2.1 Capacidade dinâmicas
2.1.1 Capacidade absortiva
2.1.1.2 Medidas da capacidade absortiva
Versiane et al. (2010) tiveram a preocupação de analisar trabalhos importantes e que tiveram suas medidas validadas para contribuir com a consistência teórica do tema. Os autores tiveram a preocupação de estruturar uma proposta com antecedentes e mecanismos da capacidade absortiva. Na literatura internacional, os trabalhos de Camisón e Forés (2009) e Flatten et al. (2011), que são apresentado na sequência, são um dos mais completos e de qualidade a respeito da mensuração dos constructos.
Camisón e Forés (2009), em seu trabalho, tiveram o objetivo de criar e validar duas escalas, a capacidade absortiva potencial e realizada. Os autores usaram essa distinção, pois acreditam que dois grandes blocos de capacidades, têm uma melhor e mais fácil compreensão.

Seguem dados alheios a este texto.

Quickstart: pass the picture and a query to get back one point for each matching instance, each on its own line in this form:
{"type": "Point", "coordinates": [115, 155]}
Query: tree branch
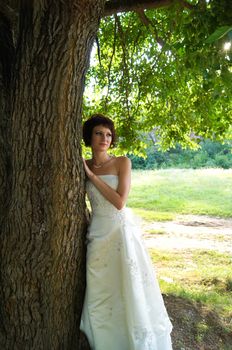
{"type": "Point", "coordinates": [114, 6]}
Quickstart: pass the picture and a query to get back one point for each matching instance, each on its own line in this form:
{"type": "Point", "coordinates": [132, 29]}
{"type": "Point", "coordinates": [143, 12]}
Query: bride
{"type": "Point", "coordinates": [123, 307]}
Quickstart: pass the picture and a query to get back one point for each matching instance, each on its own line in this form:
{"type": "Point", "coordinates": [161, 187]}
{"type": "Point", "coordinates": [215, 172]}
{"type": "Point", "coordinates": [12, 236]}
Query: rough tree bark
{"type": "Point", "coordinates": [42, 210]}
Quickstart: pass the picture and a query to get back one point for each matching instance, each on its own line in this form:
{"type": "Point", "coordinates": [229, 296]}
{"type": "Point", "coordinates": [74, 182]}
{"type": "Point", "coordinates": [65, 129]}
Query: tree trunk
{"type": "Point", "coordinates": [43, 198]}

Camisón e Forés (2009) conseguiram validar as escalas propostas e facilitar a sua aplicação como instrumento utilizado para medir a capacidade absortiva.
O trabalho de Camisón e Forés (2009), acompanhou a linha de estudo de Van den Bosch et al. (2003), Jansen et al. (2005), Fosfuri e Tribó (2008), entre outros. Van den Bosch et al. (2003) apresentam a necessidade de uma distinção entre a medida do construto e a mensuração de seus antecedentes e consequências, a fim de especificar sua operacionalização.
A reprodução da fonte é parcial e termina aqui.